Outcomes from the above tasks will be shared before the meeting and the meeting will provide a forum for their discussion. Jefferson/Kevin will send around additional materials soon on these topics beforehand.

Next meeting

May 8 was mentioned as a potential date. Kevin will follow up and find a date that works for everyone.
Transfer of born-digital media working group (Tentative agenda as of 2/28/14)

Q1: Initial meeting @CJH, 2/28, 11am (1 hour plus lunch)

  1. Introduction to project (KS and JB)
  2. Participant introductions and expectations
  3. Discussion of agenda, next steps

Remainder of Q1, via email and shared documentation: Begin discussion of Q2 points, and work in particular on transfer agreements

Q2: Meeting April 30 or May 8

  1. Discuss institutional expectations for the transfer service
  • Discuss level of deliverable: Low-level (disk image or LDI, metadata, photo of media)? Very high-level (detailed format characterization and validation, extensive metadata, DFXML, personally-identifiable information screening, potential format migrations)?
  • Address how to handle PII, encrypted information, viruses
  • Discuss actual delivery and transfer mechanisms
  • How to track costs, staff-time, etc.
  • Whether additional preservation or storage services are needed
  1. Draft transfer agreements, addressing above as well as confidentiality, security, liability issues
  2. Discuss other necessary/desired documentation
  3. Discuss survey and selection of media for transfer (low-risk content)

Remainder of Q2 via email and shared documentation: Conduct survey and selection of media, review and finalize documentation and expectations

Q3: Meeting (@ METRO?): July 14

  1. Discuss workflows for born-digital material to be delivered from METRO
  2. Discuss workflows developed for born-digital material
  3. Potentially provide media to METRO for transfer

Remainder of Q3 via email and shared documentation: Answer questions that arise during transfer; begin test workflows using the data provided by METRO

Q4: Meeting in October

Catch up, wrap up, begin to write up experiences for publication or presentation, e.g. at the Metro annual conference

BORN-DIGITAL MEDIA WORKING GROUP

The Center for Jewish History and METRO are pleased to announce a library-archives working group, supported by the Delmas Foundation. The group will spend a year focusing on the issues surrounding contemporary records of social, cultural, and historical importance that are born digital, i.e. created on computers and stored on external and internal digital media storage devices such as floppy and zip disks, optical media, and hard drives. Accessing, managing, and preserving the records on these objects poses a significant challenge to many archives and special collections, especially small and medium sized institutions without the staff or resources to undertake digital acquisition and preservation projects. In addition, the comparatively short lifespan of digital storage media often necessitates active conservation and migration actions before policies, infrastructure, or workflows are in place. These hurdles have the potential to discourage institutions from collecting born-digital materials, thereby jeopardizing the overall collection and preservation of contemporary archival materials.
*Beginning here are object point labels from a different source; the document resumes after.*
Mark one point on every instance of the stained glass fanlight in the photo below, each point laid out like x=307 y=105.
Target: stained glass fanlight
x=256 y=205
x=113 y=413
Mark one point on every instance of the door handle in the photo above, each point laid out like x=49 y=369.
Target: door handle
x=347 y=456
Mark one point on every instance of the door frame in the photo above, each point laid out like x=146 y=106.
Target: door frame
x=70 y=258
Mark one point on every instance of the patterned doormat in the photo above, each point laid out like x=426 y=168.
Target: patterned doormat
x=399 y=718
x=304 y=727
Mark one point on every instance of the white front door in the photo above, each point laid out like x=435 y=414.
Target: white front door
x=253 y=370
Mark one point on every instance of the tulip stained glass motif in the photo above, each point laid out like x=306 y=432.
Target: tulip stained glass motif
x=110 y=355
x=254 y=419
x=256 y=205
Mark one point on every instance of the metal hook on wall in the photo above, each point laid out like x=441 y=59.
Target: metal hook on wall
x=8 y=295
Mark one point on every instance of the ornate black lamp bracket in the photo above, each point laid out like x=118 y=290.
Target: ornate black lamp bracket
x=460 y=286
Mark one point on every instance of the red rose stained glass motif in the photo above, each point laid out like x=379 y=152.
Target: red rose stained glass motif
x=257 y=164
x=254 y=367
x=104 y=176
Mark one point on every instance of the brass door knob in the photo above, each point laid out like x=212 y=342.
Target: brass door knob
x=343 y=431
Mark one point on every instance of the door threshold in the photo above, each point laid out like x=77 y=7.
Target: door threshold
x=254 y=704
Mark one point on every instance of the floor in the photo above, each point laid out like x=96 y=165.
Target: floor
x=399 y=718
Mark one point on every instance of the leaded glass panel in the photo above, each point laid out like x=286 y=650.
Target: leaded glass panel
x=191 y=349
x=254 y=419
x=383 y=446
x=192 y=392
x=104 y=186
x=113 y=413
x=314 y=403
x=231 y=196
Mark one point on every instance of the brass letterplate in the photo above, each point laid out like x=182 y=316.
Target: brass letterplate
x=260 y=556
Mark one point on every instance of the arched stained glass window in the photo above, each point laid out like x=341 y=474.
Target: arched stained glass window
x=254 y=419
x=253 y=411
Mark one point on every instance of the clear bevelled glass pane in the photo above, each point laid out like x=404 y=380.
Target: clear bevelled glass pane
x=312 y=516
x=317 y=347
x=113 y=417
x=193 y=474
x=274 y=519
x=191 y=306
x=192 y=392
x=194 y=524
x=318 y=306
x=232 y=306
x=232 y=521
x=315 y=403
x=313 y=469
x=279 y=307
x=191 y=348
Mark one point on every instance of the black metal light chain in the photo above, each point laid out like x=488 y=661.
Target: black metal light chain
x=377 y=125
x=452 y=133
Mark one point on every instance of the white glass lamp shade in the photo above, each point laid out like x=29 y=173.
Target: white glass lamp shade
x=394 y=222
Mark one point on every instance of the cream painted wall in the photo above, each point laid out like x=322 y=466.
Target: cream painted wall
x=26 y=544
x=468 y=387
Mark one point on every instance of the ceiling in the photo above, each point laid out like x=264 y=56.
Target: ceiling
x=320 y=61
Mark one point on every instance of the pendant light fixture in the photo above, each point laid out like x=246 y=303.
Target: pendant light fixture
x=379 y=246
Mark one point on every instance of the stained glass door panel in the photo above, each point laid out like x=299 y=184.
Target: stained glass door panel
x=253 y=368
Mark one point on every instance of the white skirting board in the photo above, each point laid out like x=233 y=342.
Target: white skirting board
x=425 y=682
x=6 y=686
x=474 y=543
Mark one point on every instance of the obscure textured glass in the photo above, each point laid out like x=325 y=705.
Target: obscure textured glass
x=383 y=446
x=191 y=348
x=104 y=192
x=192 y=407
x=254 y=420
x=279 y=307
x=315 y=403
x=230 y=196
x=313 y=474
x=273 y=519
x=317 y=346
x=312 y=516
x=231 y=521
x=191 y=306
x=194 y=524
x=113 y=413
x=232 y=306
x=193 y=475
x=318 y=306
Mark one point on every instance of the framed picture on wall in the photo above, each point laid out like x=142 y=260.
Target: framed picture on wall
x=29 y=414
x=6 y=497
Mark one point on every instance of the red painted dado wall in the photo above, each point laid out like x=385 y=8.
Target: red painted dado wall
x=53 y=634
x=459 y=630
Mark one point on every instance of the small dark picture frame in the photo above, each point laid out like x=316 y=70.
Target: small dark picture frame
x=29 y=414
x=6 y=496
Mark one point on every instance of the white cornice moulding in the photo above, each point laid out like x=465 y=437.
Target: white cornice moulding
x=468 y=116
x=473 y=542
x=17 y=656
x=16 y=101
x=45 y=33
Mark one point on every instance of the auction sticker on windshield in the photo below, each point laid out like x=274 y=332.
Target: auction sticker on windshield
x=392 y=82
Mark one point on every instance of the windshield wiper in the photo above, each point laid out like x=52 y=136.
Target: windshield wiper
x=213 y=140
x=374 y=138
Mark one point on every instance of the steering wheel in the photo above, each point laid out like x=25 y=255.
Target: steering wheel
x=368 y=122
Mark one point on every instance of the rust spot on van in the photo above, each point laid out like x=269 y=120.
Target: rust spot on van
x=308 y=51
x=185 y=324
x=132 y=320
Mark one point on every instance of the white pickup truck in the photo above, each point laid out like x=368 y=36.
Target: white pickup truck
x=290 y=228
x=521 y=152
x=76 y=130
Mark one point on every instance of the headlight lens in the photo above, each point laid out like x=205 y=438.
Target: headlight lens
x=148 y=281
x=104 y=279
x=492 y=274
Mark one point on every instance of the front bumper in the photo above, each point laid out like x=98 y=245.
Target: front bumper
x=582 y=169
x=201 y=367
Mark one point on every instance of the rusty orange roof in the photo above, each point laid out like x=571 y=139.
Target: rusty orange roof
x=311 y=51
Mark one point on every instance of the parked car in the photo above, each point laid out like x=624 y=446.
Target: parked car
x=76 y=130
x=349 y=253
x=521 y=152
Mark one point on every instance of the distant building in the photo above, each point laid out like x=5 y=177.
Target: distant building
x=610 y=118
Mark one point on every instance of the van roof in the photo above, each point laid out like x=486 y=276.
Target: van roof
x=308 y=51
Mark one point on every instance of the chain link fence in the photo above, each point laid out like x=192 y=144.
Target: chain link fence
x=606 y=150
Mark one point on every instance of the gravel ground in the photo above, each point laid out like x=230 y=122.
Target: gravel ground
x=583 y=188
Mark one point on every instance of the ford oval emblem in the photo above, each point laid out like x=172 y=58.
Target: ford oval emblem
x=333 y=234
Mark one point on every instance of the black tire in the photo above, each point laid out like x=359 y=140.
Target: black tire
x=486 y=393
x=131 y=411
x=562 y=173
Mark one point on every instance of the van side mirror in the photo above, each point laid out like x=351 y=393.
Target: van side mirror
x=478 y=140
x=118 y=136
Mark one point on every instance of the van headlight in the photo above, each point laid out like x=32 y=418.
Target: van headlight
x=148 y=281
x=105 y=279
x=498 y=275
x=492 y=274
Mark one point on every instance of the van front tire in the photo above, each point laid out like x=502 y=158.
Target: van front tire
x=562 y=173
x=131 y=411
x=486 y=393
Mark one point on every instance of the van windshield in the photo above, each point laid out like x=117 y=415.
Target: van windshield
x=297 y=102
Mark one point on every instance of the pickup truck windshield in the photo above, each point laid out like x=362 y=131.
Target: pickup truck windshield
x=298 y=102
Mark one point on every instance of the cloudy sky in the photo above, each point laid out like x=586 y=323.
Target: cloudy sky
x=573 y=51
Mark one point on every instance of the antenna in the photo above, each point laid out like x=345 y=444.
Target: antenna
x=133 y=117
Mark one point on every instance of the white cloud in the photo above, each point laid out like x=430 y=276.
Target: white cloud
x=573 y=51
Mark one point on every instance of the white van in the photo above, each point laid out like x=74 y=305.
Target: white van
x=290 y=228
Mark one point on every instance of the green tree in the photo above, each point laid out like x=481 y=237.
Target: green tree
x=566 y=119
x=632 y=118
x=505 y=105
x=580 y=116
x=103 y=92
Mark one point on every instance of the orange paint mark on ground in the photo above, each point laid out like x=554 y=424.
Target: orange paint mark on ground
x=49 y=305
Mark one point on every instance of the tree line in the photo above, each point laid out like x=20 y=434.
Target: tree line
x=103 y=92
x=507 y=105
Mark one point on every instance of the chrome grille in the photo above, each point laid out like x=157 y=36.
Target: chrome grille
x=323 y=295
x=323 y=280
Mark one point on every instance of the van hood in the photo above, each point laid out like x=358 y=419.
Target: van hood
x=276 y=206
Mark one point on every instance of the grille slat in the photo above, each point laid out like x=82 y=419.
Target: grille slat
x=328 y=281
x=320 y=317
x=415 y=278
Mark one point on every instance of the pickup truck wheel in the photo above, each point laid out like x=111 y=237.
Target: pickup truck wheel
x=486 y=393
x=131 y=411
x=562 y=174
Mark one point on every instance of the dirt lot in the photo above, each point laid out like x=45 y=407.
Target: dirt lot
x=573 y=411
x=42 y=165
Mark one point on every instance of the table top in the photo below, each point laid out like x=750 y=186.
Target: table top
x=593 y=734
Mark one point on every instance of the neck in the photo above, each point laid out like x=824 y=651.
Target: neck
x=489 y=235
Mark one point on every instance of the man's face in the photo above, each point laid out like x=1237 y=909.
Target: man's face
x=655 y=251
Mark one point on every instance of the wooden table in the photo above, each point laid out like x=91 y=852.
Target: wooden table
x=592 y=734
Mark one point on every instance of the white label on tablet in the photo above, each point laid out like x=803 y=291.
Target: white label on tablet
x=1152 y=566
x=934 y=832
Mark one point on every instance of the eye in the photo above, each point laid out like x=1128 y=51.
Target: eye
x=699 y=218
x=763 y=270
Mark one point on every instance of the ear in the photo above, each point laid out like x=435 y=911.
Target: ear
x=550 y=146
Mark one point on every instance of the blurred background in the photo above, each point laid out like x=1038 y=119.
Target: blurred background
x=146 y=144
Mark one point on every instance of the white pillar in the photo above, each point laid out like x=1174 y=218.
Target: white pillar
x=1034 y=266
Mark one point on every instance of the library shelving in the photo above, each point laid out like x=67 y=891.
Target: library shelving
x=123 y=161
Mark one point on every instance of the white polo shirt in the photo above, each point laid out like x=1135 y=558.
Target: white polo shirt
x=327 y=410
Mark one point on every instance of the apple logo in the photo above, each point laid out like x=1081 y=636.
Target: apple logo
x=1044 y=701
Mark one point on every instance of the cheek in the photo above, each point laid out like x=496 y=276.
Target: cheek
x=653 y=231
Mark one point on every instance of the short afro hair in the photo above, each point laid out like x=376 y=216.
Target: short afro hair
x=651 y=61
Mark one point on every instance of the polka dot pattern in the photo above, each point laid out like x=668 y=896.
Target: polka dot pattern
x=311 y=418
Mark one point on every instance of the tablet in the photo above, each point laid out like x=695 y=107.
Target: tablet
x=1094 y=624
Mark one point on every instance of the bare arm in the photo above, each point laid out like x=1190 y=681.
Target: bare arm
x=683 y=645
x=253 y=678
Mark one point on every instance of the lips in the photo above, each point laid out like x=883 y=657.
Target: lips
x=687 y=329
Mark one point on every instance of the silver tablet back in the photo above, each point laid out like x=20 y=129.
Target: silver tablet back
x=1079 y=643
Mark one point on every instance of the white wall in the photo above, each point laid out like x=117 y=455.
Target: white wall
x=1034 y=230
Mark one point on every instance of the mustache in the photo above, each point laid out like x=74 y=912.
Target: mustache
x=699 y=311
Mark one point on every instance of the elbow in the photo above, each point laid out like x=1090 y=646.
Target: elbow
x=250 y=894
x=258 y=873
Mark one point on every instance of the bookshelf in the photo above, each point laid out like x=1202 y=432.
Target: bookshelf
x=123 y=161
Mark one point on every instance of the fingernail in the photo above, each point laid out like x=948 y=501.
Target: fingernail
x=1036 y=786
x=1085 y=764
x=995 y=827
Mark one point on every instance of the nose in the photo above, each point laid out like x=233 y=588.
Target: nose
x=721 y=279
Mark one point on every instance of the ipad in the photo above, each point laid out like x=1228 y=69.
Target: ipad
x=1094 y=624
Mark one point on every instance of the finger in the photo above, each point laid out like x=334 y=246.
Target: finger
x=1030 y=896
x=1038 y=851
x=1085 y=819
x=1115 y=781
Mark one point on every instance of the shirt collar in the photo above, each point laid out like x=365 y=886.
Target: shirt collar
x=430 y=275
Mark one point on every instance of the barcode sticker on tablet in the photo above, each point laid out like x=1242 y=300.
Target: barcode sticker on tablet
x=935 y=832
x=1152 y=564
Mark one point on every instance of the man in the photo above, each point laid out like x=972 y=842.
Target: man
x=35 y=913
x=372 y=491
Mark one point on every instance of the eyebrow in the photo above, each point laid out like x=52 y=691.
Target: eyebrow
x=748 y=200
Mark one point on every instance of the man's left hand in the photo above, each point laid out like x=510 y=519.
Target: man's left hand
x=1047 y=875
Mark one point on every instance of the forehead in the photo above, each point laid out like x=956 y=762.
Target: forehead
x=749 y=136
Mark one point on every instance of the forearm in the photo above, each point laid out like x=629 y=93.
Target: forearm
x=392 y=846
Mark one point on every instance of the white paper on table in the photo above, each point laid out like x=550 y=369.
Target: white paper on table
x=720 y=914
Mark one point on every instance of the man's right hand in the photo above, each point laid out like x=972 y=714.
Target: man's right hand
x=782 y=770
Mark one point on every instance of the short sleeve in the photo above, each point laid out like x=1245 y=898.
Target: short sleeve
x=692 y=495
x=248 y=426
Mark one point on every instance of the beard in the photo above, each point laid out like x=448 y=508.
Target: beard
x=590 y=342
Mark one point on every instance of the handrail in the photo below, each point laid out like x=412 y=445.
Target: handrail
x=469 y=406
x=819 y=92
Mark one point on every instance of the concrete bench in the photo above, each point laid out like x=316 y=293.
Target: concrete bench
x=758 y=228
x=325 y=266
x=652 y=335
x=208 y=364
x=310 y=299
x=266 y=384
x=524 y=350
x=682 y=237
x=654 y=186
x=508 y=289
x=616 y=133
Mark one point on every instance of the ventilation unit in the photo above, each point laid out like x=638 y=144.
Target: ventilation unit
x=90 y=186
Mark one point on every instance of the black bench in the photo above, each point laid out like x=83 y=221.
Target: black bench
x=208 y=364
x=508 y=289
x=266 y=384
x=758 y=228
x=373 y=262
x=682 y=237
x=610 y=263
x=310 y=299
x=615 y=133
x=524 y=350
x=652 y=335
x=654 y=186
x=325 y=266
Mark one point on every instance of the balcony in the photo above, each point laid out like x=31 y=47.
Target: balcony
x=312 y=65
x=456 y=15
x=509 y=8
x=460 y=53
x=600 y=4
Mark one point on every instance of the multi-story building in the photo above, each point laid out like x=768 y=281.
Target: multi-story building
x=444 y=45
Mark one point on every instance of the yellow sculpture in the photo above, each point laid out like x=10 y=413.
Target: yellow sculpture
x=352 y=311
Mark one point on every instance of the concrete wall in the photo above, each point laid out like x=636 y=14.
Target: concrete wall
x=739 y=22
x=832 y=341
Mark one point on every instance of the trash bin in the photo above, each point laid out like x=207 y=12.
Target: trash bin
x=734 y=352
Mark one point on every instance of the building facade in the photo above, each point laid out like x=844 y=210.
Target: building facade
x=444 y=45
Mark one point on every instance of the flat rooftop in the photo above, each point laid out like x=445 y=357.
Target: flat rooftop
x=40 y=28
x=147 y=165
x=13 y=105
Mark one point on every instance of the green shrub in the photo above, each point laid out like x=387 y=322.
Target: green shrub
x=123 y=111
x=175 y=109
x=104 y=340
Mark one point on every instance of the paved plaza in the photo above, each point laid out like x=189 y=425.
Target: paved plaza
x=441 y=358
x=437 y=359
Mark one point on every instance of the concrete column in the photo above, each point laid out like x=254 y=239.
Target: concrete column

This working group will serve as a pilot project with a number of content-contributing partners will help establish the feasibility of a broader implementation, identify partner expectations, help determine scope of work, explore contract agreements, and refine workflows and deliverables.

The members of this working group will provide legacy digital storage media to METRO, which as part of an existing pilot project will transfer the data from the storage media. Group members will then test and refine workflows around these digital materials, and share their experiences in a public form.

Requirements for institutional members: Legacy digital storage media that can be transferred by METRO; attendance at quarterly meetings; regular communication with working group members; commitment of institution to share lessons learned.